PCA is used to reduce dimensionality, reducing 160 predictors to 64 with a threshold of 0.95(variance retained).

```{r}
#attempt pca, but it complains about near zero variance columns to reduce dimensionality
preProc <- preProcess(training[,c(-1,-151)], method="pca", threshold=0.95)
trainingPCA <- predict(preProc, training)

validationPCA <- predict(preProc,validation)
testingPCA <- predict(preProc,testing)

summary(trainingPCA)
dim(trainingPCA) # reduced to 64 predictors
str(testingPCA)

```

## Model Selection

To tackle this classification problem, classically high-performing models were evaluated first.
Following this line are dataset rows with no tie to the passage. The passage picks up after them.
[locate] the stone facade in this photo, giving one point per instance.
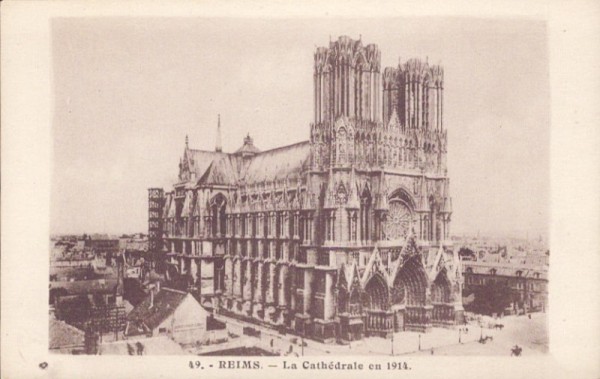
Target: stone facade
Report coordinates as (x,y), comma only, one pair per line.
(341,236)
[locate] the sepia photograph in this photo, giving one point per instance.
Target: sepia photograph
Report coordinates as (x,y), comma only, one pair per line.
(264,188)
(223,189)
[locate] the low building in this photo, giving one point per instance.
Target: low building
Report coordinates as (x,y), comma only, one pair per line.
(65,338)
(168,312)
(528,283)
(161,345)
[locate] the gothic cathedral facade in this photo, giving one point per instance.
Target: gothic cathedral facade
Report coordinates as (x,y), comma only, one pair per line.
(338,237)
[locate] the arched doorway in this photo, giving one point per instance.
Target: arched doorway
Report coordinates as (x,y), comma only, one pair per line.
(412,280)
(376,304)
(441,298)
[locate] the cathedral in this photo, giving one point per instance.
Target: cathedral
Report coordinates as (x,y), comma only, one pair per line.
(342,236)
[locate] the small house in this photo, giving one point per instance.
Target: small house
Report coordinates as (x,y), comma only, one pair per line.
(171,313)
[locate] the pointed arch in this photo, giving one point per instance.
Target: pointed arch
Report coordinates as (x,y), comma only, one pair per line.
(412,279)
(441,289)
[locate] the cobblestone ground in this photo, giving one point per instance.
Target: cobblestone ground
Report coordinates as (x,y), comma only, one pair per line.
(530,334)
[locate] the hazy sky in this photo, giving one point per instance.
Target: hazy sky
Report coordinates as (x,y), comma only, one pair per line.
(128,90)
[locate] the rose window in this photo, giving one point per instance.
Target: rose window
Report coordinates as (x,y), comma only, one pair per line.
(398,221)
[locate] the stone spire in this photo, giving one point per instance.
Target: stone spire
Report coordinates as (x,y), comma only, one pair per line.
(218,147)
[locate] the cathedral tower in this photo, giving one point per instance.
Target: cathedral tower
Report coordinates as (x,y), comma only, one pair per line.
(347,81)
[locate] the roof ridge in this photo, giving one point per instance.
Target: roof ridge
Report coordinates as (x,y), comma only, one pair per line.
(284,147)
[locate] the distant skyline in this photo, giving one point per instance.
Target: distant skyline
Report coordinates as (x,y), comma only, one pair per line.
(128,90)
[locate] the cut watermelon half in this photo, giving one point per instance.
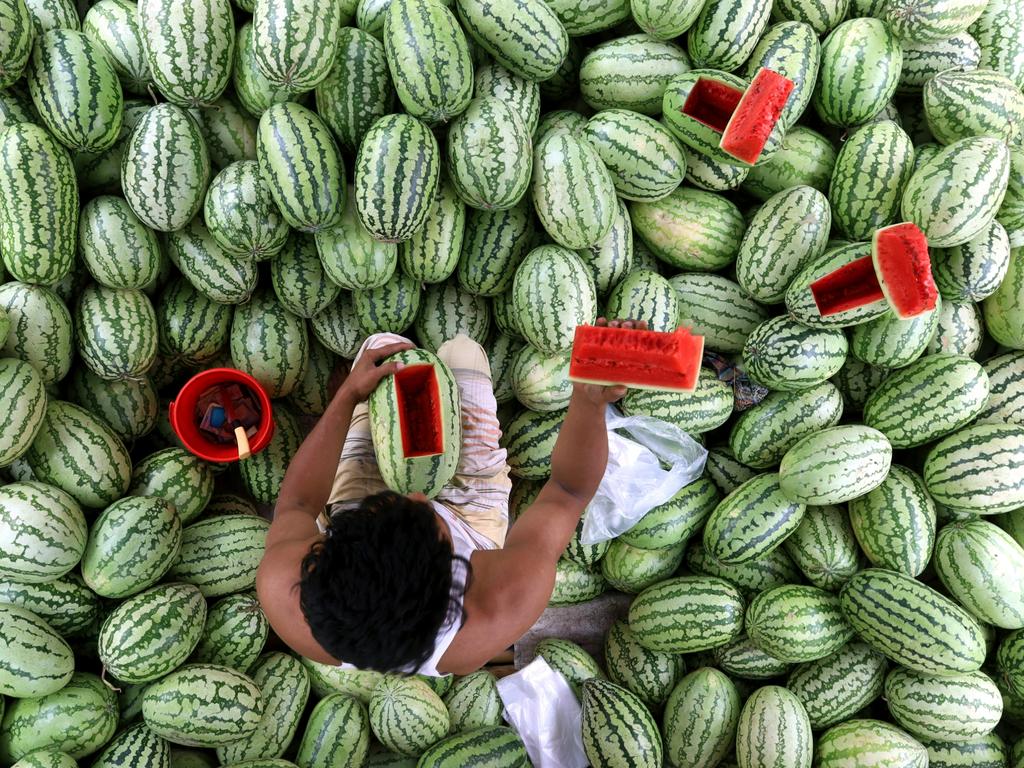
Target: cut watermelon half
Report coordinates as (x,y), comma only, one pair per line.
(419,411)
(898,271)
(756,116)
(642,359)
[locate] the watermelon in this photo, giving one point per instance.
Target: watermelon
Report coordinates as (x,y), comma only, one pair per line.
(481,144)
(958,708)
(687,613)
(860,67)
(152,634)
(631,73)
(116,332)
(895,522)
(415,421)
(235,634)
(204,37)
(572,190)
(773,729)
(131,545)
(911,624)
(396,177)
(223,706)
(285,686)
(972,470)
(936,196)
(784,354)
(700,717)
(523,36)
(37,237)
(429,59)
(300,164)
(78,719)
(873,741)
(37,660)
(836,687)
(617,729)
(762,435)
(83,457)
(407,716)
(824,548)
(294,43)
(75,90)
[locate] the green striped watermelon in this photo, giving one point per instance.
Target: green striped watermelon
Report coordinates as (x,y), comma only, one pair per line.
(425,472)
(836,687)
(870,742)
(784,354)
(37,236)
(406,716)
(41,329)
(773,730)
(75,90)
(762,435)
(860,66)
(617,729)
(631,73)
(687,613)
(80,455)
(131,545)
(116,332)
(790,229)
(285,686)
(824,548)
(973,470)
(547,272)
(37,660)
(295,42)
(396,177)
(220,554)
(152,634)
(235,633)
(429,59)
(911,624)
(835,465)
(301,165)
(165,169)
(79,719)
(222,706)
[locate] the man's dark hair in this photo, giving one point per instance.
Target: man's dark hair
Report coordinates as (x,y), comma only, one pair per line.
(378,588)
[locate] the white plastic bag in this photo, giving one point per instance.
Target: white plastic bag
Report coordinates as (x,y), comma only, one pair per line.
(541,706)
(635,482)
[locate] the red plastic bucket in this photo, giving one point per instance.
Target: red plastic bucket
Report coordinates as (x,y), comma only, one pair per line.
(182,415)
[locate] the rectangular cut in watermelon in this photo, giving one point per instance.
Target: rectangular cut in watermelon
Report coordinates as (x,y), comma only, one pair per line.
(756,115)
(898,271)
(712,102)
(904,269)
(419,411)
(643,359)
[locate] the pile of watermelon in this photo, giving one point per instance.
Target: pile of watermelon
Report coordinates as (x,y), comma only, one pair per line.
(190,183)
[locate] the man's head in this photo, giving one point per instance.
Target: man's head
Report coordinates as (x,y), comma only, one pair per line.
(376,590)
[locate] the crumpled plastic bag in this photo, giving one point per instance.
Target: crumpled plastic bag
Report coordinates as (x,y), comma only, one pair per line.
(635,481)
(542,707)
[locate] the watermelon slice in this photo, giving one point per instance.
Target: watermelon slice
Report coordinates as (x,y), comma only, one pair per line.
(642,359)
(419,411)
(755,117)
(898,271)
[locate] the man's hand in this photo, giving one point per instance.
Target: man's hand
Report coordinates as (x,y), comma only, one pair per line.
(367,374)
(601,395)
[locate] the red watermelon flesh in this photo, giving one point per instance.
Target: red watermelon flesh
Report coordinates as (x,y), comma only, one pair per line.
(419,411)
(642,359)
(904,269)
(756,116)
Random forest was the best performing individually, at 98.14%. Gradient boosting, linear discriminant analysis and SVM were also tried (although SVM was later stripped out due to the nature of the test data/evaluation set).

```{r results="hide"}
# We'll also attempt some simple blending to evaluate effectiveness
library(parallel)
library(doParallel)

## Random Forest model, at 97.9%
cluster <- makeCluster(detectCores() - 1) # convention to leave 1 core for OS
registerDoParallel(cluster)

fitControl <- trainControl(method="cv", number=5, allowParallel = TRUE)
modelrf <- train(classe~., data=trainingPCA, method='rf', trControl=fitControl)
modelrf$finalModel
modelrf
stopCluster(cluster)
registerDoSEQ()

# Testing against validation data set to test out of sample error
predict(modelrf, validationPCA)
validationPCA$classe <- as.factor(validationPCA$classe)
trainingPCA$classe <- as.factor(trainingPCA$classe)
confusionMatrix(validationPCA$classe, predict(modelrf, validationPCA)) # 98.33%, one percent short with only rf


# Boost model against training data
cluster <- makeCluster(detectCores() - 1)
registerDoParallel(cluster)
fitControl <- trainControl(method="cv", number=5, allowParallel = TRUE)
modelbst <- train(classe~., data=trainingPCA, method='gbm', trControl=fitControl) # 95%

modelbst
stopCluster(cluster)
registerDoSEQ()

# testing against validation set
confusionMatrix(validationPCA$classe, predict(modelbst,validationPCA)) # 95% against validation set

confusionMatrix(predict(modelrf, validationPCA), predict(modelbst,validationPCA))  # 95% accuracy between the two models
models <- list(modelbst,modelrf)
modelCor(models)

# LDA
modelLDA <- train(classe~., data=trainingPCA, method="lda")
modelLDA #97%

confusionMatrix(validationPCA$classe, predict(modelLDA, validationPCA)) #97.69

# Three models, with rf at 98%. Will attempt to blend

#blending the models
rf <-predict(modelrf, trainingPCA)
bst <- predict(modelbst,trainingPCA)
lda <- predict(modelLDA, trainingPCA)

blendDF <- data.frame(randomf=rf, boost=bst, linearda=lda, outcomeclass=trainingPCA$classe)

cluster <- makeCluster(detectCores() - 1)
registerDoParallel(cluster)
fitControl <- trainControl(method="cv", number=5, allowParallel = TRUE)
modelblend <- train(outcomeclass~., data=blendDF, method='rf')
stopCluster(cluster)
registerDoSEQ()

modelblend$finalModel # looks promissing at 0% OOB error rate
modelblend
blendpredict <- predict(modelblend,validationPCA)

# Testing against validation
validrf <- predict(modelrf, validationPCA)
validbst <- predict(modelbst, validationPCA)
validlda <- predict(modelLDA, validationPCA)

validBlend <- data.frame(randomf=validrf, boost=validbst, linearda=validlda, outcomeclass=validationPCA$classe)
confusionMatrix(validBlend$outcomeclass, predict(modelblend, validBlend)) # 98.56, which is a 0.1% gain..on validation

```

## Conclusion

After trying the three models, we blended the three models (using random forest as the top level model) with a 0% gain on the validation set, but an out-of-box error rate at 0%. Although the accuracy didn't improve, the OOB error rate was substantial enough to warrant using the blended model instead of purely random forest. Evaluating on the test set, the final model performed at 95% accuracy.